Saturday, 8:05 a.m., Haight Fillmore - Union Fillmore

Every Saturday morning when I get on the 22 I am reminded of just how hard the working class works. Each double seat is filled with a Hispanic man, with his hood up. The man against the window is leaning his head, his face is smashed into the glass, and the man next to him is asleep on his shoulder. It is admirable, miserable and adorable all at once.
It is quiet. The fog is heavy and we, the Saturday workers, begin our journeys towards our invisible destinations of little consequence.
We sit in the back row.
A couple also boards and sits to our left. They beam with post-coital hipster glow. And in a sour morning mood I can't help but think, "You better use condoms."
The man in front of us sits alone and he takes out his phone.
And he pierces the air with -
"BAOOOOOO-WOOOOOOOOOW BAO-WOW-Wow-WOW BAAAAAOOOOOO-WOOOOOOOW BAO-WOW-Wow-WOW Ba-Bao-ner-ner-ner-NOW"
It's Sleepwalk by Santo & Johnny, the ballad from La Bamba.
He lies his grey-hoodied head back and let's whatever memory he seeks pour into him as he closes his eyes.
The T-Mobile Nokia emits just enough sound to play the song at the perfect diner level.
No one is speaking. We all look out the windows, where we can see nothing through the fog, but memories of lost loves or days spent with our brothers under weeping willows.
For a moment, we are not on the 22 at Geary and Fillmore with sirens going to give a shot of adrenaline to someone at Turk and Jones. We are each held by nostalgia and dripping, perhaps, just one tear of gratitude while listening to what I now know as chulo emo.
Fade.
And I'm so mediaized that I can here La Bamba's "Riiiiiiiitchie!" as if someone has said it.
The MP3 cuts to Ice Cube's Today Is A Good Day.
Almost all of us know the words.
We bob our head and exchange smiles. Some cannot resist bumping their hands, and why would they?
Even the couple, with bed head, wreaking of dollar PBR's, and I look at each other and I think, "I love you, you crazy kids."
I don't know about them, but we had a good day.

Friday, 7 p.m., Haight Fillmore - 16th Valencia

You see the bus coming toward you and it's just a black mass like a two ton black brick on wheels. There's no light shining through and you know it's packed - packed worse than sardines, more like one of those surprise snakes in a can. And as it sort of stumbles to the stop like a drunken sumo-wrestler, the door opens and vomits out two or three thousand people.

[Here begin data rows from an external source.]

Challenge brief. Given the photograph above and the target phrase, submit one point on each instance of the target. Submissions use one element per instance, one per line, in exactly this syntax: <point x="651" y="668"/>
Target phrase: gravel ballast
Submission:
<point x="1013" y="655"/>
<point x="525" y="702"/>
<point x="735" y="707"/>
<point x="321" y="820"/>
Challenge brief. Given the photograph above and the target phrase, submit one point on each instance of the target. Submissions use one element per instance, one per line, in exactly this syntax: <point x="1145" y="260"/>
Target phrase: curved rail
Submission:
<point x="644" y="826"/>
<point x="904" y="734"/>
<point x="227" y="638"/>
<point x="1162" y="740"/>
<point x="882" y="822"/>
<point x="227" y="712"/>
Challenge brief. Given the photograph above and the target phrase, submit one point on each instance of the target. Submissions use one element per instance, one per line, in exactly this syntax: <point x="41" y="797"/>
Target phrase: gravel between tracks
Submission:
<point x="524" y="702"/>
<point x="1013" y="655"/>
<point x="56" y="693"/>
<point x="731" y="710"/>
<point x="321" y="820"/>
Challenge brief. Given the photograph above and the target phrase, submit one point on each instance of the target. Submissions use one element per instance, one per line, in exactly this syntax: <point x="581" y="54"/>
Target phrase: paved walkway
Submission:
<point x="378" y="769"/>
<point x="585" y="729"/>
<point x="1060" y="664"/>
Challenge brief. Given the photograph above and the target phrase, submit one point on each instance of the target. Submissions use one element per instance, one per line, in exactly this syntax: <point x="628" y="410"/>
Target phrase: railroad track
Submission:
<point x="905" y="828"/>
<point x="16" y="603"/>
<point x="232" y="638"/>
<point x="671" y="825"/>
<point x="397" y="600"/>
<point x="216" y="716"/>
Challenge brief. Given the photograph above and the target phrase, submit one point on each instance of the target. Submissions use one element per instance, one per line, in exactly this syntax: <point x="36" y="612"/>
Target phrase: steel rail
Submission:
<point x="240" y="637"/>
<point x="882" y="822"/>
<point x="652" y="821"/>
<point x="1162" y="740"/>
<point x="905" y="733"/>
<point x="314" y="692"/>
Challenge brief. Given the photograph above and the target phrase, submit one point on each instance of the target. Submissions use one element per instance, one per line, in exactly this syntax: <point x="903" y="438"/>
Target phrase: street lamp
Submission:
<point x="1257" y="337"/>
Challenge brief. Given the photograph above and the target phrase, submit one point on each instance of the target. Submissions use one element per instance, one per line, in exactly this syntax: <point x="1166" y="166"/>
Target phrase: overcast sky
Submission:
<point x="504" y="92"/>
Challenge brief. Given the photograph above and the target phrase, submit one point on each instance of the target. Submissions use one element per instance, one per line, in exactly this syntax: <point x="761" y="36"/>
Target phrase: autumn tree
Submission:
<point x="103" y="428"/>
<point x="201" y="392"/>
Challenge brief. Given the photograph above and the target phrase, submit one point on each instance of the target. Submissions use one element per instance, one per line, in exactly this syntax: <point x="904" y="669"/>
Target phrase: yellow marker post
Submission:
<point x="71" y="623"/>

But, there is still no where to stand. I get on and I don't pay because I can't even get to the driver. People are crammed tight so I have to stand on the stairs. Many are in front of the sacred yellow line and we all keep throwing glances to the driver for spacial approval.

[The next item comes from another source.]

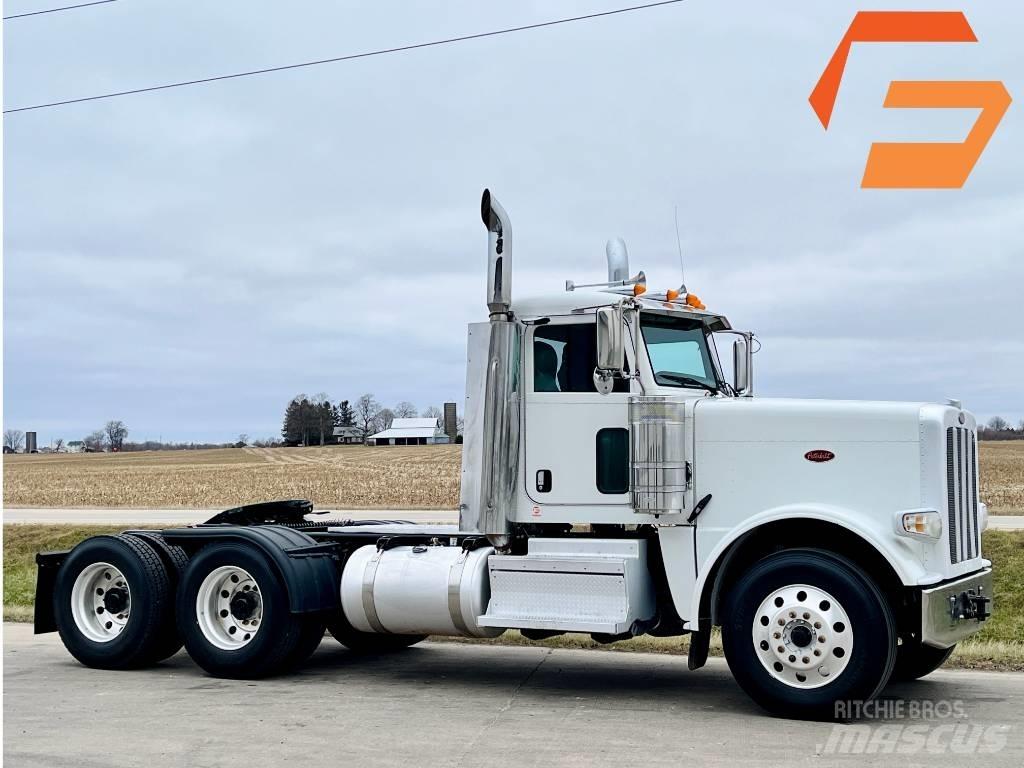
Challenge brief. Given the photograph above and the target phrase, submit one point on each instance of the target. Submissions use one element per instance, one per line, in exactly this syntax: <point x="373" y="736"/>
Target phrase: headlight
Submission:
<point x="927" y="523"/>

The bus begins to move and there's nothing to hold on to so the two strangers next to me and I get to second base.
And then...the roar.
It comes from the back and sounds like someone is roasting two hundred hyenas.

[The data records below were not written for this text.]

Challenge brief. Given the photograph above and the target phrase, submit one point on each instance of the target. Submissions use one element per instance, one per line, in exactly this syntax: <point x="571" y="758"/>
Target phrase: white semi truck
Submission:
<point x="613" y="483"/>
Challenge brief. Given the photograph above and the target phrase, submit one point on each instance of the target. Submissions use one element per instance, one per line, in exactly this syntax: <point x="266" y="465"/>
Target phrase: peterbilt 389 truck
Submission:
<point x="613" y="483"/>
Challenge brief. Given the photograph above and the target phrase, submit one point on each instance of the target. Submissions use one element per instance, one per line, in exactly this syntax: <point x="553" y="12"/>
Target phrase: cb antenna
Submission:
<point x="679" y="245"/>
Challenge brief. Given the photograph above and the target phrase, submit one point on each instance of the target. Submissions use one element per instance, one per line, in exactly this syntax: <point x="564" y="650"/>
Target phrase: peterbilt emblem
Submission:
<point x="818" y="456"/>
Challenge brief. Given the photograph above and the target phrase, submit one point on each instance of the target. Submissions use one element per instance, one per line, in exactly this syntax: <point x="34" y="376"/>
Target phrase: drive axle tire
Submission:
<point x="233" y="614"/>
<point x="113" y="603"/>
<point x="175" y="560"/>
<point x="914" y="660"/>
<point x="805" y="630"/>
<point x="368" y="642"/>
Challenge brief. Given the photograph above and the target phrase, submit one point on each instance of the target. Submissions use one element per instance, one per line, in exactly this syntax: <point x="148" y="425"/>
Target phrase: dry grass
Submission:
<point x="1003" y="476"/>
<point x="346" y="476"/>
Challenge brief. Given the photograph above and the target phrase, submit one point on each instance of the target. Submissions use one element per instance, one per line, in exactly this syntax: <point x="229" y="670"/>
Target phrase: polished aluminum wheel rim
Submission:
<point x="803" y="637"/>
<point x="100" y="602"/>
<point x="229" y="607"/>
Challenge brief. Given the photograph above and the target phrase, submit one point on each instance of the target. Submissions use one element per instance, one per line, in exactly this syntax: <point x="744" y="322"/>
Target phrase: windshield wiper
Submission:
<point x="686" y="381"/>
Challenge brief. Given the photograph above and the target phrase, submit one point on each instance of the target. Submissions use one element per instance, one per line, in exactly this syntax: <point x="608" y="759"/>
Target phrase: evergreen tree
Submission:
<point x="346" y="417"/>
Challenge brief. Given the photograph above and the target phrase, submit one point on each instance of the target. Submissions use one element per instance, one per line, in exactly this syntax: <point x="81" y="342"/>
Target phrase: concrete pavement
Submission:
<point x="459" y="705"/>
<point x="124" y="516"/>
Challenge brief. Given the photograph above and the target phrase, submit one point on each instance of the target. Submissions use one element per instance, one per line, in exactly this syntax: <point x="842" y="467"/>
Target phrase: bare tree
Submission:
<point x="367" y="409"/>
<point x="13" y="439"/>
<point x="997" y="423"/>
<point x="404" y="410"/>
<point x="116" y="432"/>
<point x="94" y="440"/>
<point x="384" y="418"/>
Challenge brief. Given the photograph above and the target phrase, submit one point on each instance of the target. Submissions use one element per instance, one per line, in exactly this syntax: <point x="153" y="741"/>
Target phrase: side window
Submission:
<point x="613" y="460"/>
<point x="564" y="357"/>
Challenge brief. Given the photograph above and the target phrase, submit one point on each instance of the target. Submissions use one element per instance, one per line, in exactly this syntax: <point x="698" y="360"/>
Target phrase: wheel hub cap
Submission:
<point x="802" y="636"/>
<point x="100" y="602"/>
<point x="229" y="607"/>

It goes something like.... ASFFFFEQPOHFEENSDVOEW BOYFRIEND MOTHERFUCKERAFGSBDAAAFASFas IPod QWDASNFwd qweiodasseqf Fuck YOu Bitch MotherFuqa qwwwfrqnniggeriofhaf Sit on Me Awedapushed me iwfdhasv WHatchoo Lookin at Bitch aSQEWFEFGsv Ipod alihqwf FAt aSS lknfiohewefd Get Off Me asfnnewiofhefwndiqwnd bITCH Q:WEFNwefw Mine mine mine!
We throw one another glances. Smirks. It is almost impressive how loud it is.
There is an elderly woman totally intrigued by the chaos. She's moving left and right on the stairs next to me trying to get a peep at who or what could possibly be causing so much noise.
"What in God's name is going on back there?" she asks wrinkling a brow full of lines from a thousand such similar inquiries.
And then the driver chimes in.
"I'll tell you what it is. It's a fuckin' show. They are on display right now. You think they do this at home?! You think they do this in front of their parents?! Mmm-mm. Nah-uh. But because it's nice and warm in here and they have a captive audience, they have to show off, like a bunch of fucking ignorant bastards disrupting everyone's ride. But if no one was payin' attention, they would shut the hell up! I'm supposed to be their papa? Naw-uh. Nobody cares about those kids and I'm tellin' ya, neither do I."
And then...silence.
And the bus driver says, "Aw shit, did I have the speaker on?"